El pasado mayo, Sonia Martínez Martínez acompañaba a su padre y su tío en la feria de ganado de Gedrez. Como hace desde bien pequeña, la joven ayudaba a pasear las vacas y a lucirlas; y lo hacía con tal remango, para sus 16 años, y con tal mimo, que llamó la atención de Jaime Santos, encargado de la comunicación y la imagen de la IGP Ternera de Asturias. Le pidió permiso para una foto que aparecería en la web de la marca. Y unos meses después, en diciembre, se volvió a poner en contacto con ella para una propuesta de mayor envergadura. Es así como esta hija y nieta de ganaderos de Las Cuadriellas, Cangas del Narcea, acabó por convertirse en la imagen de «15 Años poniendo corazón», la nueva y recién estrenada campaña de la IGP Ternera Asturiana. Sonia es la cara en carteles y trípticos publicitarios y la protagonista de uno de los spots televisivos. Pero es también algo más que eso, como destacaba ayer Jaime Santos en la presentación de la campaña en Gijón: una auténtica «guerrera» en la nueva linea de defensa de los valores, la forma de vida y de producción que hay detrás de todo esto.

«No me importa que me presenten así. A mí siempre me gustó apostar por lo nuestro. No me gustaría que se perdiera toda la tradición asturiana, la forma de vida que llevo con mi familia y lo que hacemos. Sería algo muy duro y muy triste ver que se cae todo esto», comenta Sonia Martínez Martínez con el mismo aplomo con el que afrontó las cámaras en el rodaje o el lunes, durante la presentación de la campaña que protagoniza en el paraninfo de la Laboral, en Gijón. Pero su lugar no es ese. Ella lo tiene claro. Las raíces de su familia son hondas en Las Cubiellas y alrededores. Sus padres, José Luis y Rocío, y antes sus abuelos, nacieron allí. Se ha criado junto a ellos y en la familiaridad más absoluta con el ganado, que ya criaba su abuelo y que cuidan también su padre y su tío en una explotación que alcanza las 40 cabezas. Desde bien niña siente pasión por los animales y tiene claro que su vida va en esa dirección.

La pequeña Sonia Martínez, con cuatro años, abraza a la xata «Golondrina» en una feria en 2004
La pequeña Sonia Martínez, con cuatro años, abraza a la xata «Golondrina» en una feria en 2004

Hay testimonios. Como la fotografía en la que aparece con cuatro añinos abrazando a una xatina, Golondrina, a los pies de la madre de la ternera, una vaca llamada Salmantina que llegó a ser campeona nacional y a la que hubo que sacrificar «de muy vieja, con 19 años». «Tengo un hermano de 12 años, y a él no le gustan nada los animales.

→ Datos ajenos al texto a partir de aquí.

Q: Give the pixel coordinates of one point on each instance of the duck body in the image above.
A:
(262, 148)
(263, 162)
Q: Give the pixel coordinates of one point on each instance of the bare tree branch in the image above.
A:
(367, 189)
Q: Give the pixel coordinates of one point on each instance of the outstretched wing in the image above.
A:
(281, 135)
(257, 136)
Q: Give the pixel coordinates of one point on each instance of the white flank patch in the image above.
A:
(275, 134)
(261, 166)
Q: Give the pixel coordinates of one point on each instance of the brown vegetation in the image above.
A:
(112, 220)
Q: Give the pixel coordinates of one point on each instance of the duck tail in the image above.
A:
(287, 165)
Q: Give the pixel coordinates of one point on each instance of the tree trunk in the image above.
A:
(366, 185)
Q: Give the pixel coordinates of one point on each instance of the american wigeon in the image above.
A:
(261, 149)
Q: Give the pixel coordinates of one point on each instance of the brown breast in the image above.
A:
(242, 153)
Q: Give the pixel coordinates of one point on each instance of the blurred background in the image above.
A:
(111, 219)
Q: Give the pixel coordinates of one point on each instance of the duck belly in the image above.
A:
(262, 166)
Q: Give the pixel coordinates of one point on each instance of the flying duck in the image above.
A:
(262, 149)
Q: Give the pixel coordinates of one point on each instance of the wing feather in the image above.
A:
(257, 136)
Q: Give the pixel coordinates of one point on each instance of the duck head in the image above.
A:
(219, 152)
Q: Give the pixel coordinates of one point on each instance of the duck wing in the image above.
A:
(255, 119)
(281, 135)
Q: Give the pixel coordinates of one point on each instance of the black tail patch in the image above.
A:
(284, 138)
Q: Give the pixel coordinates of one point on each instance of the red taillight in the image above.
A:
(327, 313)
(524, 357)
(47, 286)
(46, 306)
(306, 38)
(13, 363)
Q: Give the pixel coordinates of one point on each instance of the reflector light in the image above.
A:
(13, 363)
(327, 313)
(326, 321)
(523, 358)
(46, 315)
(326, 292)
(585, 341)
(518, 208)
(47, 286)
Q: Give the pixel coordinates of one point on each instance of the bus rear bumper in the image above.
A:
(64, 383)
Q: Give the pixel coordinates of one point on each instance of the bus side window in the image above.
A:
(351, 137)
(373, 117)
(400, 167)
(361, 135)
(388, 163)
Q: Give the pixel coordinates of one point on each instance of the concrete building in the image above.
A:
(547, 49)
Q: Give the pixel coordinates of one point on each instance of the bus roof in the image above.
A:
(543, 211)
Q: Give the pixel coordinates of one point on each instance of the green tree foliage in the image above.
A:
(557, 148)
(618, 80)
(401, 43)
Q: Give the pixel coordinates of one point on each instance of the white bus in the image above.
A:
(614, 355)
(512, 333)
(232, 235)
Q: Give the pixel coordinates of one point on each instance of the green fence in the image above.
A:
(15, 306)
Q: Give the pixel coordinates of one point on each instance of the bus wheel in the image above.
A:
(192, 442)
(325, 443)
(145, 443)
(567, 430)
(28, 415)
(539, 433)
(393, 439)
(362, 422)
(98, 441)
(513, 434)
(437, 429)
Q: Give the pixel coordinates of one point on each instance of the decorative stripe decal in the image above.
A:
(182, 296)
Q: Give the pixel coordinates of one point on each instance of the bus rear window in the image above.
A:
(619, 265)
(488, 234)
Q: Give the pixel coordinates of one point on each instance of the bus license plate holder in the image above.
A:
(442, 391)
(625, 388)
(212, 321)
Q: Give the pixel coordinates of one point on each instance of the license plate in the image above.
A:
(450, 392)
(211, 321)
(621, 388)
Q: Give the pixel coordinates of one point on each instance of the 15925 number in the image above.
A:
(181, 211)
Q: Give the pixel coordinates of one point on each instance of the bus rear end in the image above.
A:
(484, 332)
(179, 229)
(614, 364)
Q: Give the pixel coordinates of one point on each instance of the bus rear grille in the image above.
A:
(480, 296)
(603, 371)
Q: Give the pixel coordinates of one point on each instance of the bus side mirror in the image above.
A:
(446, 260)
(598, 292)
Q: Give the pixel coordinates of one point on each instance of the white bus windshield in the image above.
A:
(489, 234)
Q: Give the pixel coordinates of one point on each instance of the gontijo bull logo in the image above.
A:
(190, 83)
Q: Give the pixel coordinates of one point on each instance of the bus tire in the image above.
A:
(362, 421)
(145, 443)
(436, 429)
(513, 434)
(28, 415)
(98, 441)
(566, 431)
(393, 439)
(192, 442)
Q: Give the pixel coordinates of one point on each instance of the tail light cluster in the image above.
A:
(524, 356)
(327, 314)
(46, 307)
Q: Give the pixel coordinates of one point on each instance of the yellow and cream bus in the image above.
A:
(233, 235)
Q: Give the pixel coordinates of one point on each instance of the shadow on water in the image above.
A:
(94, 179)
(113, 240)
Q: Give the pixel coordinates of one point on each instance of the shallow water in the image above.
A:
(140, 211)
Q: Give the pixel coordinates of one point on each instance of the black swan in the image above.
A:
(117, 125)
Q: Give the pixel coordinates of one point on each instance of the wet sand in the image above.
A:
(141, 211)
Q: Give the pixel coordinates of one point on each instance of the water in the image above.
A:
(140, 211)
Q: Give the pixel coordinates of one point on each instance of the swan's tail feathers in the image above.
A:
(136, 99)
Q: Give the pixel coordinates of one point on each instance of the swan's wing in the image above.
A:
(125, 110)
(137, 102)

A mí me pasa lo contrario desde muy niña. Nunca les tuve miedo. Mi padre es muy aficionado a los concursos, va desde siempre a Cangas y por ahí con las vacas, y yo le acompañaba. Iba a la cuadra, jugaba con los xatos, y mi tío, al que también le gustan muchísimo los animales, me enseñó después a pasear las vacas en los concursos», recuerda Sonia.